The LLCs, Partnerships and Unincorporated Entities Committee is proud to sponsor this issue of Business Law Today. From humble beginnings in the late 1970s, the LLC has exploded in the business community as the now dominant organizational form; there is now no state in which LLC filings do not exceed corporate filings. For that reason, it is crucially important for business law practitioners to understand the law governing LLCs and as well be aware of the distinctions between LLCs and other organizational forms. These are the types of issues that are addressed by the LLCs, Partnerships and Unincorporated Entities Committee. We do this through drafting of various unincorporated business entity acts, the preparation and publication of annotated forms, and cutting-edge seminar materials, as well informal exchanges among our members.
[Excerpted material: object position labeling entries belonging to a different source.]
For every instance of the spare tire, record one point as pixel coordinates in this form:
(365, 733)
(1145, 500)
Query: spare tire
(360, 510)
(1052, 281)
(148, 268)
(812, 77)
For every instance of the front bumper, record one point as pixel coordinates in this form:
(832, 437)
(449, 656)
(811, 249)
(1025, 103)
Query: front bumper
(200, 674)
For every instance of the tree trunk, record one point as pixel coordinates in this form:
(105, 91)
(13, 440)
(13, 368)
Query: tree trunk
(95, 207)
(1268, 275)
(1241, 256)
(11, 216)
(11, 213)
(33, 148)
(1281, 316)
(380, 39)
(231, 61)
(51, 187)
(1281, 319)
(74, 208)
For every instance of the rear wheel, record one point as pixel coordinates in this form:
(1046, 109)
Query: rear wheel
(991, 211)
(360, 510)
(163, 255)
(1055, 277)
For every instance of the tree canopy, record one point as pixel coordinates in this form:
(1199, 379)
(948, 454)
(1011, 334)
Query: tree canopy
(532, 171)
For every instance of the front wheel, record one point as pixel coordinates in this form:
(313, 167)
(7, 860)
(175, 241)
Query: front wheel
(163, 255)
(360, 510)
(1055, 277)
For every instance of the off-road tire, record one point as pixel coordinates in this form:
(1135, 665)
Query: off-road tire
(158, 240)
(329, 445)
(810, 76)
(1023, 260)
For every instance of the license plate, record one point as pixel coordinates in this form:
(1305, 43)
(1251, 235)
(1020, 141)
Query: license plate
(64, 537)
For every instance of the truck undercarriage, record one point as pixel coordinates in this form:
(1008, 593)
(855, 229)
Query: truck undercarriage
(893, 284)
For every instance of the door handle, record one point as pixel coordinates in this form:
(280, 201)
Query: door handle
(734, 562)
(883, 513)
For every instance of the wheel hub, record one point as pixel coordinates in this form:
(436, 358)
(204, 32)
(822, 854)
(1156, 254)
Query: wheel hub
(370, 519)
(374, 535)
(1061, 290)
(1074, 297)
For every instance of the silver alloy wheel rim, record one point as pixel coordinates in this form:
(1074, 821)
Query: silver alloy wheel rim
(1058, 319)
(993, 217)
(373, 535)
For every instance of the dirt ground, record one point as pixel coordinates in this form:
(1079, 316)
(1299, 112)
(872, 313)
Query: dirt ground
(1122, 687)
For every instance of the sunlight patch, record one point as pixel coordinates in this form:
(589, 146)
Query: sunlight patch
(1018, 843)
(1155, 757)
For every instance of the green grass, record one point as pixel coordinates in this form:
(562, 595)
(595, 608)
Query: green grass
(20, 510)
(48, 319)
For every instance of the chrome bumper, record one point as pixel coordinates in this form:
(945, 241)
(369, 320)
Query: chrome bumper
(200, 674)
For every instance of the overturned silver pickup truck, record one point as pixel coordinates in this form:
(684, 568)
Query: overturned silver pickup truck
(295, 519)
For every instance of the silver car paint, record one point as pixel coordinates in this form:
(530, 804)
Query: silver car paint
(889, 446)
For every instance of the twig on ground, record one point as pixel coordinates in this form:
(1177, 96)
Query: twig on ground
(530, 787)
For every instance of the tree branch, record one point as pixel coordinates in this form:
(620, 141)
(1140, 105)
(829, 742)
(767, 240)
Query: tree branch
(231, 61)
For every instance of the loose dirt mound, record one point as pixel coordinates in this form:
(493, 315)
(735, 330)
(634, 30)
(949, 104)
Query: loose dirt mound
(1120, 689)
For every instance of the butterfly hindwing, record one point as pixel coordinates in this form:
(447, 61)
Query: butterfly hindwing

In November 2015, we presented the LLC Institute in Arlington, Virginia. The LLC Institute brings together the top practitioners and academics in the field, affording the opportunity, over two days, to present formal programs on particular topics involving LLCs both as a substantive body of law and as well its relationship to tax, bankruptcy, securities regulation, the Uniform Commercial Code, and a variety of other fields. Building upon those themes, there follow several articles, namely:
- that by Professor Joan Heminway addressing the means by which and the effect of an LLC’s dissolution;
- a review by Larry Goldman of the crucial question as to whether an operating agreement constitutes, under the Bankruptcy Code, an executory contract, an inquiry which will have important implications on the ability of the bankrupt debtor or their trustee to exercise management rights in the LLC;
- from Joshua Elias and Larry Goldman, a further consideration of LLCs in bankruptcy and the ability to assume a contract under Section 365 of the Bankruptcy Code; and
- from Professor Bradley Borden, an important contribution to those who write operating agreements utilizing on “internal rate of return” formula in determining what allocations and distributions will be made to the members. As Professor Borden identifies, often times the intended result will not be achieved without precise attention to the formula employed.
These are but a sampling of the types of issues upon which this committee is focused. We hope you find them of interest and that, more importantly, they encourage your greater involvement both with this committee and with the Business Law Section.